Under "Prayer Suggestions," the card notes that a person can offer their pain for a vocation intention in much the same way Jesus offered his suffering on the cross for forgiveness of sin.
"There would be no resurrection without the cross," Father Drotar emphasized, later adding, "God can take anything that we offer and somehow use it to build up his kingdom."
Although the local church is experiencing a tremendous increase in vocations over 80 men are in formation to serve as priests for the archdiocese more are needed, Father Drotar said.
In his vocations prayer card message, the archbishop credits the archdiocese's increase of vocations to the prayers of the faithful.
"With more prayers, our Lord will give us even more vocations to the priesthood and religious life," he writes. He also asks for prayer for the seminarians, noting, "Our seminarians need prayers throughout their long formation to obtain for them the graces they need to persevere until ordination and beyond."
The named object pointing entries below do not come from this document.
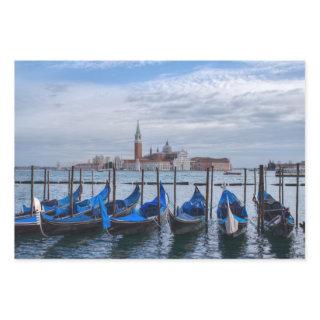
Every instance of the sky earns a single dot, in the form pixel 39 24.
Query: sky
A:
pixel 248 111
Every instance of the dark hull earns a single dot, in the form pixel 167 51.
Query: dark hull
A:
pixel 242 229
pixel 26 228
pixel 130 227
pixel 62 227
pixel 180 226
pixel 282 230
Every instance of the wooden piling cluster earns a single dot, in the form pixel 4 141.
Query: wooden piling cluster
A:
pixel 142 185
pixel 297 196
pixel 245 187
pixel 211 192
pixel 261 199
pixel 262 187
pixel 71 191
pixel 175 192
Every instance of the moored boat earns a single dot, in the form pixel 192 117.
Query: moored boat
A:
pixel 277 218
pixel 143 219
pixel 88 214
pixel 190 217
pixel 26 222
pixel 232 215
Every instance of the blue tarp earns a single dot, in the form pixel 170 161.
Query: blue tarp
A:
pixel 56 203
pixel 93 202
pixel 28 219
pixel 126 203
pixel 196 206
pixel 236 207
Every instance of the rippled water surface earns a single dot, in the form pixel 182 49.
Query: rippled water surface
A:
pixel 161 243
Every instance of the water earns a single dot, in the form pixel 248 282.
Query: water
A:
pixel 161 244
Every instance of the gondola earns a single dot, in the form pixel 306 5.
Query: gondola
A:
pixel 26 223
pixel 88 214
pixel 232 215
pixel 143 219
pixel 190 217
pixel 277 218
pixel 123 207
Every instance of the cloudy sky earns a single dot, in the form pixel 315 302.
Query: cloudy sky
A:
pixel 249 112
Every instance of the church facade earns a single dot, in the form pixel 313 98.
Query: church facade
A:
pixel 164 160
pixel 167 159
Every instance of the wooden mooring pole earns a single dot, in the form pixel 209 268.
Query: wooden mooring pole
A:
pixel 158 195
pixel 71 190
pixel 255 181
pixel 109 177
pixel 114 190
pixel 245 187
pixel 32 195
pixel 207 195
pixel 45 184
pixel 142 185
pixel 48 189
pixel 297 196
pixel 69 181
pixel 175 192
pixel 282 187
pixel 92 182
pixel 211 191
pixel 261 197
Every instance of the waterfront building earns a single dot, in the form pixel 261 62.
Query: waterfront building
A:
pixel 202 163
pixel 137 144
pixel 182 162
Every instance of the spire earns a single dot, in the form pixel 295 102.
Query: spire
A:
pixel 138 133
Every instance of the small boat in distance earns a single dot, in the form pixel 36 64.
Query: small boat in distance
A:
pixel 277 218
pixel 143 219
pixel 89 214
pixel 26 222
pixel 191 216
pixel 232 215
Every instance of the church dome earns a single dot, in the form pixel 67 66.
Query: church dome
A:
pixel 167 148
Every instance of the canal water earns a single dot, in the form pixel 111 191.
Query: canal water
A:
pixel 161 244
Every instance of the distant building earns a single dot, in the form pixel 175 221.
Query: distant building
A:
pixel 182 162
pixel 163 160
pixel 202 163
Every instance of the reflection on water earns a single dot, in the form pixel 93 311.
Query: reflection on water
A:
pixel 232 248
pixel 183 244
pixel 161 243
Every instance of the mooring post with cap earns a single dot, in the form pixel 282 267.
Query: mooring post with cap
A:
pixel 114 190
pixel 71 190
pixel 48 189
pixel 211 191
pixel 142 185
pixel 158 195
pixel 32 194
pixel 44 184
pixel 207 196
pixel 245 187
pixel 175 192
pixel 297 196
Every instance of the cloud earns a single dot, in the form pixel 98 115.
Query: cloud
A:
pixel 100 65
pixel 254 113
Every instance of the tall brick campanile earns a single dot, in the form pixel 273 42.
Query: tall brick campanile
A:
pixel 137 144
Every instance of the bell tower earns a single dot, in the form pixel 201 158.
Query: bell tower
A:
pixel 137 144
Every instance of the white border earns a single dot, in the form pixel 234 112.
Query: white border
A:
pixel 241 30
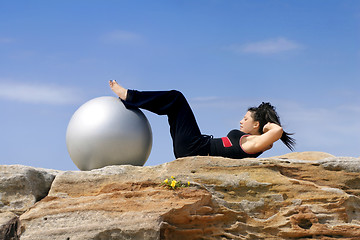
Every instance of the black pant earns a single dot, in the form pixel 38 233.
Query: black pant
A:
pixel 185 133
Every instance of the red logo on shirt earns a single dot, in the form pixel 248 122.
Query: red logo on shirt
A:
pixel 226 142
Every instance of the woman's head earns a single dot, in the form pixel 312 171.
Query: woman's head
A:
pixel 265 113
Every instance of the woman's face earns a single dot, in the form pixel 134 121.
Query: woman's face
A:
pixel 248 125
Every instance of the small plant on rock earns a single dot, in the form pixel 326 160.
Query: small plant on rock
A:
pixel 173 184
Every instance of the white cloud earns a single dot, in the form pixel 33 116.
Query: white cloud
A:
pixel 271 46
pixel 38 93
pixel 120 36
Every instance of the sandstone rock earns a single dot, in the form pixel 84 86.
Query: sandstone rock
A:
pixel 316 196
pixel 8 226
pixel 22 186
pixel 306 155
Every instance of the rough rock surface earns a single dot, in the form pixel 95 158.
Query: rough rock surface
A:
pixel 295 196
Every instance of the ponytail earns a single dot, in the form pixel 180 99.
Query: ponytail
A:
pixel 265 113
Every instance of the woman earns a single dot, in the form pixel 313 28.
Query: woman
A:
pixel 259 128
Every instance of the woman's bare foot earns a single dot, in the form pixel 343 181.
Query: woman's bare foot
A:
pixel 118 90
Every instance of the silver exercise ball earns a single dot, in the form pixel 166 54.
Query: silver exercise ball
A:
pixel 104 132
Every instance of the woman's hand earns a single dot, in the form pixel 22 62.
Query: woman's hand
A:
pixel 263 142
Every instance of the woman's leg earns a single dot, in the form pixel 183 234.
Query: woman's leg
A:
pixel 186 135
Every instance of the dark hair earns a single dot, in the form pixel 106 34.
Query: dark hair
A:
pixel 265 113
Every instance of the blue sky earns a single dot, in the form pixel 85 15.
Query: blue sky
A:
pixel 302 56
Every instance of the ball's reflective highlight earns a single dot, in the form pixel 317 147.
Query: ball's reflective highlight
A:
pixel 104 132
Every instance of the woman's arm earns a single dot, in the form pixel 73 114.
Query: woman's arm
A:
pixel 259 143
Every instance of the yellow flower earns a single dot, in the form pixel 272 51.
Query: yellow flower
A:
pixel 173 184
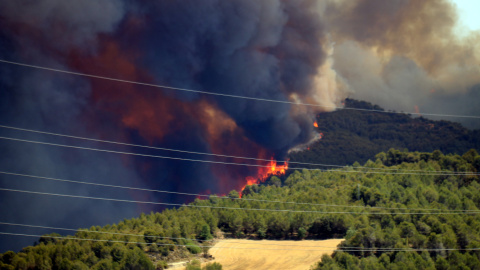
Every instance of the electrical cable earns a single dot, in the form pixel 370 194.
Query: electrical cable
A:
pixel 226 197
pixel 164 244
pixel 228 95
pixel 221 162
pixel 212 154
pixel 467 212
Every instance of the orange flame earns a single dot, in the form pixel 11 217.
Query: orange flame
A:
pixel 265 172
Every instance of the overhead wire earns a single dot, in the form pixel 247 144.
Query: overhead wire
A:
pixel 216 155
pixel 227 95
pixel 226 197
pixel 177 238
pixel 466 212
pixel 245 248
pixel 446 173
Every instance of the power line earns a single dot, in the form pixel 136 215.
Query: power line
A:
pixel 175 238
pixel 226 197
pixel 225 163
pixel 226 95
pixel 164 244
pixel 212 154
pixel 469 212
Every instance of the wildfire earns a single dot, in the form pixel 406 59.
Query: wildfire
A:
pixel 265 172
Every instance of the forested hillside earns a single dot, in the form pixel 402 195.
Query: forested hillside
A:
pixel 403 210
pixel 350 135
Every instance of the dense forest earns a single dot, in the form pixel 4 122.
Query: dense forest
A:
pixel 403 210
pixel 350 135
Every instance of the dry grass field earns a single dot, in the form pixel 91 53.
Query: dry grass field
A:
pixel 271 255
The prayer cards are geared toward those struggling with infirmity or loneliness, Father Drotar said, as well as those recovering from illness, surgery or an accident.
"We see this as an ongoing program that will continue as long as homebound people are willing to pray for vocations," Father Drotar said.
Describing the prayer of the suffering as "an offering pleasing to God," organizers said their supplications should obtain abundant graces.
"I firmly believe, like others, that there are more things wrought by prayer than we imagine," Jesch said.